When Kenetik’s founders attend sporting events, such as the Grand Prix or the Sea Otter Classic, they find that one out of every 10 participants understand what ketones do. Even fewer had tried ketone ester-based drinks, and those who had noted they tasted bad, the founders said.

“Flavor was the most important thing, and as I come from the restaurant world where taste matters, we said we want to have the best ketones out there, but we really want to have the best tasting ketones,” Bayne said.

Kenetik emphasizes that the bioidentical nature of its ketone-based drink helps make it better tasting than its competitors' products, though the founders said they would prefer not to talk about their ‘secret sauce’.

What they do talk about to customers is basic biochemistry. Kenetik has 60 calories per can, from the ketones themselves. They are an energy source that turns into ATP, which provides energy to drive and support many functions in living cells.
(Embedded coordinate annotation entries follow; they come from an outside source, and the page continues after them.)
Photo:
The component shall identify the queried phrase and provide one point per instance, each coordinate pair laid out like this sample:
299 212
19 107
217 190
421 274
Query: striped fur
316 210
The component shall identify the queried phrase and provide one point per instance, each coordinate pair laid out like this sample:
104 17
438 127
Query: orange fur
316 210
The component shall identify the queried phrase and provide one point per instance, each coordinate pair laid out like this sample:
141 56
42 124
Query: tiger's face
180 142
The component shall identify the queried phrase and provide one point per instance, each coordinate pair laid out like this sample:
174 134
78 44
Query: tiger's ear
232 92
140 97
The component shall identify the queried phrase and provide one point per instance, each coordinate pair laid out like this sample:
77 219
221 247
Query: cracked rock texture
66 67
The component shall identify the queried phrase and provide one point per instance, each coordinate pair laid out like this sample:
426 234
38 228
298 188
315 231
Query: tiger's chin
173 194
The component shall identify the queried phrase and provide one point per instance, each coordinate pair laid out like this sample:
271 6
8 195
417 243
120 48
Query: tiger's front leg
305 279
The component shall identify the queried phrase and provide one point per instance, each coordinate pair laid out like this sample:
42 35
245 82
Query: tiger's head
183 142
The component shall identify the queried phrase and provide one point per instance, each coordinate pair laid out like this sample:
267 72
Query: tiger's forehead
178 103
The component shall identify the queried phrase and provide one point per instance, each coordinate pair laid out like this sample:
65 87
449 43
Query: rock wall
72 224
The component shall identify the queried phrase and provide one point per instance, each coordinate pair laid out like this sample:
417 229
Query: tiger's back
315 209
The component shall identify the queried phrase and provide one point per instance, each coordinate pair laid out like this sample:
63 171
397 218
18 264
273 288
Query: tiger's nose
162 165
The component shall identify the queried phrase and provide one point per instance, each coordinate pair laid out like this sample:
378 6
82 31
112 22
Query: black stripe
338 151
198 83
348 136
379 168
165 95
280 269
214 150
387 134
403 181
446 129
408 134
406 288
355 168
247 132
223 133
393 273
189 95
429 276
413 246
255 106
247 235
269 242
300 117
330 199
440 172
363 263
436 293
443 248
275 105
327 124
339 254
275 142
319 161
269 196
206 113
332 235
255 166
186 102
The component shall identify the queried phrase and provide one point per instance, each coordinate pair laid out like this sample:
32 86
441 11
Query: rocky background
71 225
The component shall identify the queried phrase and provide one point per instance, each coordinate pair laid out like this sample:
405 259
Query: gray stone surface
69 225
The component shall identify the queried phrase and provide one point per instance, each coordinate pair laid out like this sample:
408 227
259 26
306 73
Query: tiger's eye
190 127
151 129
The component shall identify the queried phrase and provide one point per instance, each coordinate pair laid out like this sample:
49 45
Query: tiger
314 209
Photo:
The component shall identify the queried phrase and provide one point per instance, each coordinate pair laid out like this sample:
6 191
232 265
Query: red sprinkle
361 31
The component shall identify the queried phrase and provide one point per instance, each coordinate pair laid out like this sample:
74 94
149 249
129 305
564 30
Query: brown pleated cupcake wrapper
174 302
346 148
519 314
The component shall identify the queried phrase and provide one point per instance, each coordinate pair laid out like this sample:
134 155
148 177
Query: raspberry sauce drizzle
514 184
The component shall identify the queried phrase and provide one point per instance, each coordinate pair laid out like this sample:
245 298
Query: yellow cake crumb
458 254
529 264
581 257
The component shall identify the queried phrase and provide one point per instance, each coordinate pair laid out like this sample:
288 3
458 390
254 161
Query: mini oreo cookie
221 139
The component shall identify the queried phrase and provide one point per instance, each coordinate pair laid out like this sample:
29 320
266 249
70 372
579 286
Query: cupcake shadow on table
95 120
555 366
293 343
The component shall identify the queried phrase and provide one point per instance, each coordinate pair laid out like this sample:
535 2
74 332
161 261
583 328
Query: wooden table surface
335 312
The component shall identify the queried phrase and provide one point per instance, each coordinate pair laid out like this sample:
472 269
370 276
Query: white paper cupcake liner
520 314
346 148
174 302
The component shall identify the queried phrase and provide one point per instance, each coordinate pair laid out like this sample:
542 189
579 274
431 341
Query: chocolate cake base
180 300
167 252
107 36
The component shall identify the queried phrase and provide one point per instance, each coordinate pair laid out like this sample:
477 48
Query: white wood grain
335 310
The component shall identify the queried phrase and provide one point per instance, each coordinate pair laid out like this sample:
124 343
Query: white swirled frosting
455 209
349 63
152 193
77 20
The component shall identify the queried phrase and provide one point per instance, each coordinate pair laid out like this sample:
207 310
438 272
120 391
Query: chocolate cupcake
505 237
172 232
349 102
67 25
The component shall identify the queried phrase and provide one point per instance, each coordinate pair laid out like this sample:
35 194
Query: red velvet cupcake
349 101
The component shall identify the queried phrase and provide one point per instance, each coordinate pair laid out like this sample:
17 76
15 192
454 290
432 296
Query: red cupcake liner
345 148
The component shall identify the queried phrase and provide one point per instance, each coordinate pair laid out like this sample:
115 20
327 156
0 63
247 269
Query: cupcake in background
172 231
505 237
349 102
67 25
Ketones are a natural anti-inflammatory which helps with muscle recovery. They also clear out damaged cells and free radicals.

The future

Kenetik is not in brick-and-mortar stores yet because, as Bayne explained, the company wants to grow smart and make sure it is ready.

“But we get requests from certain smaller health food stores, and we have regional sales teams that are starting to push our product into bicycle and running specialized shops—that’s taking off,” he said.

As for new products, Kenetik is considering ketone gummies and working on the chemistry of such products. Although many gummies exist in the market, Bayne said that few companies have a dose that is efficacious for these products because it is difficult to reach a certain heat threshold without reducing the efficacy.  

He added that Kenetik is pushing the bounds of innovation.

“You never reach the finish line," Bayne said. "I think that's the one thing I've learned from business.”